Meanings and boundaries • Boundaries of all linguistic and lexical categories are fuzzy. • There are many borderline cases. • Instead of fussing about boundaries, we should focus instead on identifying prototypes • Then we can decide what goes with what • Many decision will be obvious. • Some decisions – especially about boundary cases – will be arbitrary.
The importance of phraseology • “Many, if not most, meanings depend on the presence of more than one word for their realization.” – John Sinclair
The Idiom Principle (Sinclair) • In word use, there is tension between the „terminological tendency” and the „phraseological tendency”: • The terminological tendency: the tendency for words to have meaning in isolation • The phraseological tendency: the tendency for the meaning of a word to be activated by the context in which it is used.
Computing meaning (1) • Each user of a language has a “corpus” of uses stored inside his or her head • These are traces of utterances that the person has seen, heard, or uttered • Each person’s mental corpus of English (etc .) is different • What all these “mental corpora” have in common is patterns • By analysing a huge corpus of texts computationally, we can create a pattern dictionary for use by computers as well as by people. • In a pattern dictionary, each pattern is associated with a meaning (or a translation, or other implicature)

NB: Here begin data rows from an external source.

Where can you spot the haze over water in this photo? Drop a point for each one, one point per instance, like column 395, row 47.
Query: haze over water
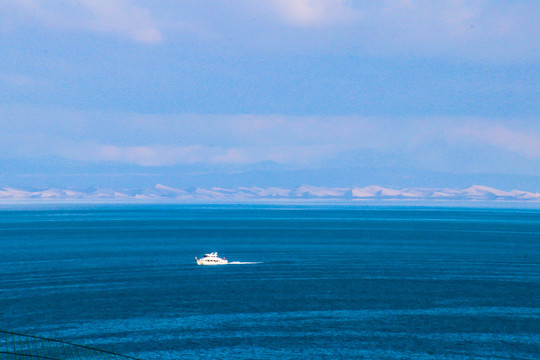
column 325, row 283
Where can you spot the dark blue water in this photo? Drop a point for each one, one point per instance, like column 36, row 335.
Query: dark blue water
column 332, row 282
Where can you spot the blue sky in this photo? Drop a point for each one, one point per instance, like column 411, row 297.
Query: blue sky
column 239, row 92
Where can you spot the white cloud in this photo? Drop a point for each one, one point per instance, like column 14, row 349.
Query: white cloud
column 314, row 12
column 520, row 142
column 120, row 17
column 166, row 140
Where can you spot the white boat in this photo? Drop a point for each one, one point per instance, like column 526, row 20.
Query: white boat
column 211, row 259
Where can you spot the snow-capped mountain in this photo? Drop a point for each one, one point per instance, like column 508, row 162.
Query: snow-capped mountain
column 300, row 193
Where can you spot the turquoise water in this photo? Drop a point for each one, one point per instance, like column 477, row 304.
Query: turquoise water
column 330, row 282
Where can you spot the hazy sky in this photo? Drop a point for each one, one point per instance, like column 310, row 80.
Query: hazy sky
column 162, row 87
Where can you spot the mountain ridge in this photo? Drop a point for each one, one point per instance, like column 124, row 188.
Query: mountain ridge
column 242, row 193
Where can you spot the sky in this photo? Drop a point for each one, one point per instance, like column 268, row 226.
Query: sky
column 400, row 93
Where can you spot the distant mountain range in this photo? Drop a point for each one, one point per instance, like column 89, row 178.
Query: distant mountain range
column 246, row 194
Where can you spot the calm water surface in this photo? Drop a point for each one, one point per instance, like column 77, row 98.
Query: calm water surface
column 330, row 282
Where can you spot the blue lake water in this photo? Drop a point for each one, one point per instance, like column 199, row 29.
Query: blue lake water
column 330, row 282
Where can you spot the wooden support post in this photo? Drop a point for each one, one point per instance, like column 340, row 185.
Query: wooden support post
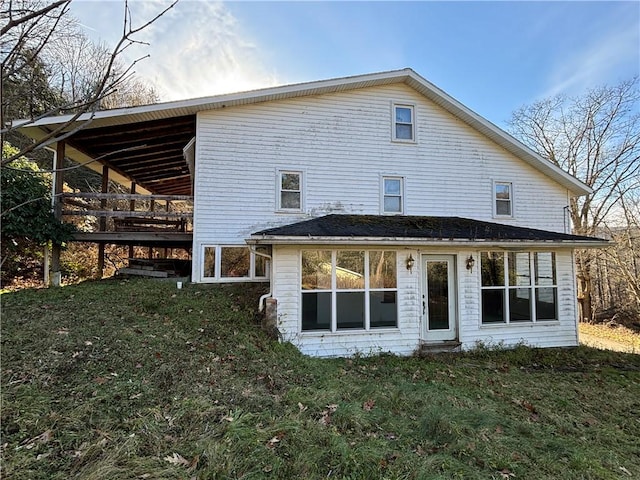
column 58, row 182
column 152, row 208
column 132, row 207
column 103, row 220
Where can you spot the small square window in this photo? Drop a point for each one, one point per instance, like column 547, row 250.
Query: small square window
column 234, row 262
column 403, row 123
column 503, row 198
column 290, row 191
column 392, row 190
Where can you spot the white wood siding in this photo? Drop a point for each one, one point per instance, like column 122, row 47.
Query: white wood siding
column 342, row 143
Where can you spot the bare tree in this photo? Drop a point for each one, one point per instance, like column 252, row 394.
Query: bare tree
column 596, row 138
column 30, row 26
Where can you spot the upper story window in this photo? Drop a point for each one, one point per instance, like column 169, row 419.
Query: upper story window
column 503, row 199
column 290, row 191
column 404, row 125
column 392, row 195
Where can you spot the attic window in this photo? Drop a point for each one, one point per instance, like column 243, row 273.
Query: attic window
column 392, row 193
column 289, row 191
column 403, row 123
column 503, row 199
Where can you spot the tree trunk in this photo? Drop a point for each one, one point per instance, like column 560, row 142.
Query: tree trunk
column 585, row 286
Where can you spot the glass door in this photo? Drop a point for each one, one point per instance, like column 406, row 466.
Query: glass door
column 439, row 298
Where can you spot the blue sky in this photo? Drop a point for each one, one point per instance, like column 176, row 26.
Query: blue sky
column 492, row 56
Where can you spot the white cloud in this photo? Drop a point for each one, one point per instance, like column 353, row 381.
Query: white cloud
column 605, row 60
column 199, row 50
column 196, row 49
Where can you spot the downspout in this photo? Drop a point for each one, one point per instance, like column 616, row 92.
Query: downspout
column 261, row 301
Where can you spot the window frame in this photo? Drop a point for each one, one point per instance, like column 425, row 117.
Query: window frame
column 511, row 285
column 218, row 278
column 394, row 122
column 383, row 195
column 279, row 190
column 495, row 185
column 334, row 290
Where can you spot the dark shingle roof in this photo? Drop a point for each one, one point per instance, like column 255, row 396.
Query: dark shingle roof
column 416, row 227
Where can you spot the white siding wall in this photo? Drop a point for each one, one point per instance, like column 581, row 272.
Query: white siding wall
column 406, row 338
column 343, row 144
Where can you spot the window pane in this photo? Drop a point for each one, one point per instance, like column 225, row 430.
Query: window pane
column 520, row 305
column 290, row 200
column 350, row 270
column 404, row 132
column 392, row 204
column 492, row 264
column 350, row 310
column 210, row 261
column 260, row 262
column 383, row 309
column 493, row 306
column 403, row 114
column 503, row 207
column 545, row 265
column 290, row 181
column 392, row 186
column 316, row 311
column 519, row 269
column 234, row 262
column 316, row 270
column 546, row 304
column 382, row 269
column 503, row 191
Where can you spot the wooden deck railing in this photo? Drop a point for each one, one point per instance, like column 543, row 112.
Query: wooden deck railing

Computing meaning (2) • When processing unseen text, the computer compares the actual use of each verb in the text with the inventory of patterns in the pattern dictionary, unsing information about a) valency, and b) semantic types of collocates. • Exact matches are not to be expected. • Best match wins: the pattern dictionary provides the most probable meaning (or trnaslation) of the word in context.